Nvidia CEO Jensen Huang made the announcement at the company’s GPU Technology Conference in Taiwan Wednesday.
Nvidia said two months ago at the San Jose iteration of its tech conference that the DGX-2, expected to be the first HGX-2-based system to ship, will be able to deliver two petaflops of computing power — performance usually associated with hundreds of clustered servers. DGX-2 systems start at $399,000.
Nvidia said HGX-2 test systems have achieved record AI training speeds of 15,500 images per second on the ResNet-50 training benchmark, and can replace up to 300 CPU-only servers that altogether would cost millions of dollars.
GPUs have found a niche in training data sets — essentially creating neural-network models — for machine-learning applications. The massively parallel architecture of GPUs make them particularly suitable for AI training.
The selling point for the the HGX-2 is that it can be configured for both AI training as well as inferencing: actually putting the neural networks to use in real-life situations. The HGX-2 also targets HPC applications for scientific computing, image and video rendering, and simulations.
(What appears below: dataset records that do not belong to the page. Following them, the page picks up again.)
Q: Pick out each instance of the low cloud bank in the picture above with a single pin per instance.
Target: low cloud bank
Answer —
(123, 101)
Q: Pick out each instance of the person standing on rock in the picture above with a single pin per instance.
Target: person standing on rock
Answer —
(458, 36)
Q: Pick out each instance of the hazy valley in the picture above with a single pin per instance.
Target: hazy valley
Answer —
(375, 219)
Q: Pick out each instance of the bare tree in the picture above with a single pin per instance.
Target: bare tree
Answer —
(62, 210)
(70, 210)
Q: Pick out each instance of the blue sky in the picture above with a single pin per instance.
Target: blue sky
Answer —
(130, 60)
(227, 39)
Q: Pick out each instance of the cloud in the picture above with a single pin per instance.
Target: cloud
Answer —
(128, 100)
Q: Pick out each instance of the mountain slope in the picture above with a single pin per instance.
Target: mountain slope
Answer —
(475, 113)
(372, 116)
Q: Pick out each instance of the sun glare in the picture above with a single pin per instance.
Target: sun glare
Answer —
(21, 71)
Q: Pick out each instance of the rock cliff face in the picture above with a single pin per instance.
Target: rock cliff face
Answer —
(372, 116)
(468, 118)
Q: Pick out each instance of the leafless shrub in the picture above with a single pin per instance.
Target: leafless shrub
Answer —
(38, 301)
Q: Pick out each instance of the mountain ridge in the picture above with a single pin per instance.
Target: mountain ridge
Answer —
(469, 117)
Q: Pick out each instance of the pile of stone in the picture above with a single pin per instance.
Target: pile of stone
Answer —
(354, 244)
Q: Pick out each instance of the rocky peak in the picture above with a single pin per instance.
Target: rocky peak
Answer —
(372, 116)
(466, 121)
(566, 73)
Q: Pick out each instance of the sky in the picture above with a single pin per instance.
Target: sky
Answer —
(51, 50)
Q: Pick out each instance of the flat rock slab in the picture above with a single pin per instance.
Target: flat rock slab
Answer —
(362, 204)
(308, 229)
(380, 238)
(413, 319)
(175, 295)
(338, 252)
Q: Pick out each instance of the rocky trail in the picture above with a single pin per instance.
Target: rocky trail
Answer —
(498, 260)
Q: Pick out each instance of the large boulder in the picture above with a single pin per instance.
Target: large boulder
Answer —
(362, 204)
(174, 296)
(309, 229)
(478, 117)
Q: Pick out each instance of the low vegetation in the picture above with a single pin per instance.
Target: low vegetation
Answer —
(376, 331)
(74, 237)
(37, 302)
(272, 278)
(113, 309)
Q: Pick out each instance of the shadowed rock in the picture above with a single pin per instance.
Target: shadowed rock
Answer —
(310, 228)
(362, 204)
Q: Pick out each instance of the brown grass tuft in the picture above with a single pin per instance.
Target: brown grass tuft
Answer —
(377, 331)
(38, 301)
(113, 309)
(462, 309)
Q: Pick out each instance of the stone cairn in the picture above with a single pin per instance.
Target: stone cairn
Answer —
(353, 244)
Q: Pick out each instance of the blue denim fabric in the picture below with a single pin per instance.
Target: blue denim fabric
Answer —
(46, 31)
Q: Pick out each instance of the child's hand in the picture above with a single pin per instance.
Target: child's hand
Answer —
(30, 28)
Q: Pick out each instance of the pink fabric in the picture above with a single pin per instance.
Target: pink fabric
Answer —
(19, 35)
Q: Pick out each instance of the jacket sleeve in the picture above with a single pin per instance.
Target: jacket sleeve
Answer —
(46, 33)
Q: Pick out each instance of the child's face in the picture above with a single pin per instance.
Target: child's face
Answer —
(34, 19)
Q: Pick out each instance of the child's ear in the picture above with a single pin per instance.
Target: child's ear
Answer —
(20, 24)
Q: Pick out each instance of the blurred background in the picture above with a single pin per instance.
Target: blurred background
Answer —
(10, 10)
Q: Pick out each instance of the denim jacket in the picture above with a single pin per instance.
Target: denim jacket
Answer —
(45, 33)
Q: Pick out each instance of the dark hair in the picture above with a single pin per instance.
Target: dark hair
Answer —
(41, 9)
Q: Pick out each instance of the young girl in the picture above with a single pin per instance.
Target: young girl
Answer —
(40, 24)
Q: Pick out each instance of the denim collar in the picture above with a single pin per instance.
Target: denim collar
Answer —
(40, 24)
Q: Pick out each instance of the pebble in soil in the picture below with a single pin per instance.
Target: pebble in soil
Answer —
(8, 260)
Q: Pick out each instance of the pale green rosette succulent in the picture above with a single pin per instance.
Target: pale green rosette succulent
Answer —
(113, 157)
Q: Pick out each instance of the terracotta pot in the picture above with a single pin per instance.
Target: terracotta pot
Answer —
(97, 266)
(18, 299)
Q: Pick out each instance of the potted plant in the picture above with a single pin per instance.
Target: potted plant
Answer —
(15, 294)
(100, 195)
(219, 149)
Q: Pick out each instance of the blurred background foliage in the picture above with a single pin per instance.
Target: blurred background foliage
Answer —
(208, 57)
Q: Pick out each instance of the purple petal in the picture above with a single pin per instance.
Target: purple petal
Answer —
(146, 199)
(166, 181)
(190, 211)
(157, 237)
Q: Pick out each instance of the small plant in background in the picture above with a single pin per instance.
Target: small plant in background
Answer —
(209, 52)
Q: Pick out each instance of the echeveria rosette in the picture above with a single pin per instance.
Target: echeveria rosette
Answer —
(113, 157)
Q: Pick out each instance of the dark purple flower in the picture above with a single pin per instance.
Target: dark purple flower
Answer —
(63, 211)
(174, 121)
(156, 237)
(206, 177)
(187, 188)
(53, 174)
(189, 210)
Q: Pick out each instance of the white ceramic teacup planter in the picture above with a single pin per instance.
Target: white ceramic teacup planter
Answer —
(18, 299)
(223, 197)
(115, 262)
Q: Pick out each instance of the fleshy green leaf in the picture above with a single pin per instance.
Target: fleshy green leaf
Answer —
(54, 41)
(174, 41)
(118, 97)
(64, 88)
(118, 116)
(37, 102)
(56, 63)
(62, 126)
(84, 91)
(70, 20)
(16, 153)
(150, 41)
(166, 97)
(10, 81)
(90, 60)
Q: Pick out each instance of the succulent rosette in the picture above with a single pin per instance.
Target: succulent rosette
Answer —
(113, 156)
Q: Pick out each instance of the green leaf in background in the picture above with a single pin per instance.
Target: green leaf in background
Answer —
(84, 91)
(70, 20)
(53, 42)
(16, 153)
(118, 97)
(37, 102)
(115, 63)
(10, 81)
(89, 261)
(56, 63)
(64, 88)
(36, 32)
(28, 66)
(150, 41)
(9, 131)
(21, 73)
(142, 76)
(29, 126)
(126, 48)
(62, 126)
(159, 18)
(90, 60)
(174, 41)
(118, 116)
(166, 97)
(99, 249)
“We believe the future of computing requires a unified platform,” said Paresh Kharya, group product marketing manager for AI and accelerated computing at Nvidia. “What’s really unique about HGX-2 is its multiprecision computing capabilities.”
Kharya said the platform allows for high-precision calculations using up to FP64 — or 64-bit double precision math — for scientific computing and simulations, while also offering FP16 (16-bit floating point arithmetic) and Int8 (a type of inferencing instruction) for AI workloads.
Each HGX-2 baseboard hosts six NVSwitches that are fully non-blocking switches with 18 ports, such that each port can communicate with any other port at full NVLink speed, Nvidia said. NVlink is Nvidia’s own interconnect technology, which has already been licensed by IBM.
The two baseboards in each HGX-2 platform communicate via 48 NVLink ports. The topology lets all 16 GPUs (eight on each baseboard) to communicate with any other GPU simultaneously at full NVLink speeds of 300GB per second, Nvidia said.
“We’re breaking a lot of classic boundaries with this system,” said Kharya. “We’re pushing the limits on what a single system can do on 10 kilowatts of power.”
Nvidia also announced that it is offering eight classes of GPU-accelerated server platforms, each using dual Xeon processors for CPUs, but with different GPU core counts and configured differently for various AI and HPC needs. At the high end, Nvidia’s HGX-T2 is based on the HGX-2, with 16 Tesla V100 GPUs and tuned for training giant multilevel machine-learning neural networks. At the low end, Nvidia is offering the SCX-E1, with two Tesla V100 GPUs, which incorporates PCIE interconnect technology; this systems draws 1,200 watts and is aimed at entry-level HPC computing.
In Nvidia nomenclature, HGX-T systems are for AI training, HGX-I systems are for AI inferencing, and SCX systems are for HPC and scientific computing.
Nvidia has a firm grip on the market for GPUs aimed at AI workloads, but is destined to face increasing competition. Intel bought deep-learning startup Nervana Systems in 2016 and is now finishing work on what it calls the Intel Nervana Neural Network Processor (NNP). In addition, FPGA makers like Xylinx are offering ever-more powerful FPGAs (field programmable gate arrays) that are being snapped up for AI inferencing.
While FPGAs lack the brute performance power to compete with GPUs for AI training, they can be programmed to process each level of a neural network, once its built, with the least precision suitable for that layer — a flexibility ideal for inferencing.